Hash Tables

A hash table reduces the search time in a dynamic set to \(O(1)\). Recall that in an unsorted linked list, the worst case search time is \(O(n)\) as the search will need to iterate through each element in the linked list. The hash table reduces the average search time by using a hashing function.

The hashing function maps a set of elements onto a smaller set of elements. For example, consider the the modulus operator. The operation \(n \bmod m\) will reduce a set of size \(n\) into a set of size \(m\). To prove this to yourself, consider that taking the modulus of any number and 10 will yield 10 distinct values.

The hash table stores a set of keys in a smaller set of slots, using the hashing function to map keys to slots. Since the hash table stores more elements than it has slots, the slots of the table must be capable of storing more than one element.

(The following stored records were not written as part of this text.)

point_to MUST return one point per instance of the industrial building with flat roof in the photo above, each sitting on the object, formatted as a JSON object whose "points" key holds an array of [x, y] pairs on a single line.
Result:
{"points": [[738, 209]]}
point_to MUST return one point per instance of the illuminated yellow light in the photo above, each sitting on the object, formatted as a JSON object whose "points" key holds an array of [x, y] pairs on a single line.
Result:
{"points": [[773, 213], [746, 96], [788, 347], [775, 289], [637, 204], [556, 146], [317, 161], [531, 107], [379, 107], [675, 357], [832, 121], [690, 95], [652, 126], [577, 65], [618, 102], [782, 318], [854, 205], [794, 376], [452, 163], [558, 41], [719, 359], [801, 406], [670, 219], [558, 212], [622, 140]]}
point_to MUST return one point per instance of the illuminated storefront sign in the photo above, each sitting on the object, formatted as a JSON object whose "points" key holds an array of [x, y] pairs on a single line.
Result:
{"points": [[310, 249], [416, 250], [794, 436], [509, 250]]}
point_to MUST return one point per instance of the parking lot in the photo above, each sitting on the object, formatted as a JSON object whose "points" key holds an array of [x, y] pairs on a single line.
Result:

A direct address hash table stores linked lists in the slots of the hash table. Specifically, the slots of the hash table are nodes in a linked list. If two elements hash to the same slot, they will both be stored in the linked list which is accessible at that slot.

Load Factor

Let’s say the hash table has \(m\) slots, and is used to store \(n\) elements. There are fewer slots than elements, so \(m < n\). If we define the load factor of the hash table

\[\alpha = \frac{n}{m}\]

The load factor is the average number of values stored in each slot.

Implementation

First, we will need to create nodes of a linked list.

class Node:
  def __init__(self, key, value):
    self.key = key
    self.value = value
    self.prev = None
    self.next = None

Now, let’s construct a hash table with 10 slots. We will use the modulus as our hash function. Inspect the hash method and you will see that the keys 19, 29, and 39 hash to the same slot. We will also construct the insert method for the hash table. Note that since we are inserting the element at the front of the linked list, the insert method has an execution time of \(O(1)\).

class HashTable:
  def __init__(self):
    self.m = 10
    self.h = [None] * self.m

  def hash(self, key):
    return key % self.m

  def insert(self, key, value):
    index = self.hash(key)

    node = Node(key, value)

    if self.h[index]:
      node.next = self.h[index]
      self.h[index].prev = node

    self.h[index] = node

Next, let’s construct the search method. Since the method searches through a linked list, the runtime is dependent on the length of the linked list. Using the definition of the load factor from above, it can be shown that the runtime of search is \(O(1 + \alpha)\). If the load factor is constant, i.e. if the number of slots is proportional to number of elements in the table, we can neglect \(\alpha\) and the runtime simplifies to \(O(1)\).

  def search(self, key):
    index = self.hash(key)

    node = self.h[index]

    if node is None:
      return -1

    while node.key is not key:
      node = node.next
      if node is None:
        return -1

    return node

Finally, let’s construct a delete method. The delete method will search for the key, and if it is present, the key will be deleted from the hash table. The runtime of the delete method will be the runtime of search method plus a constant. If we neglect the constant and hold the load factor constant, the runtime of delete becomes \(O(1)\).

  def delete(self, key):
    node = self.search(key)

    if(node == -1):
      return -1

    if node.prev and node.next:
      node.prev.next = node.next
      node.next.prev = node.prev
    elif node.prev and not node.next:
      node.prev.next = None
    elif node.next and not node.prev:
      index = self.hash(key)
      self.h[index] = node.next
      node.next.prev = None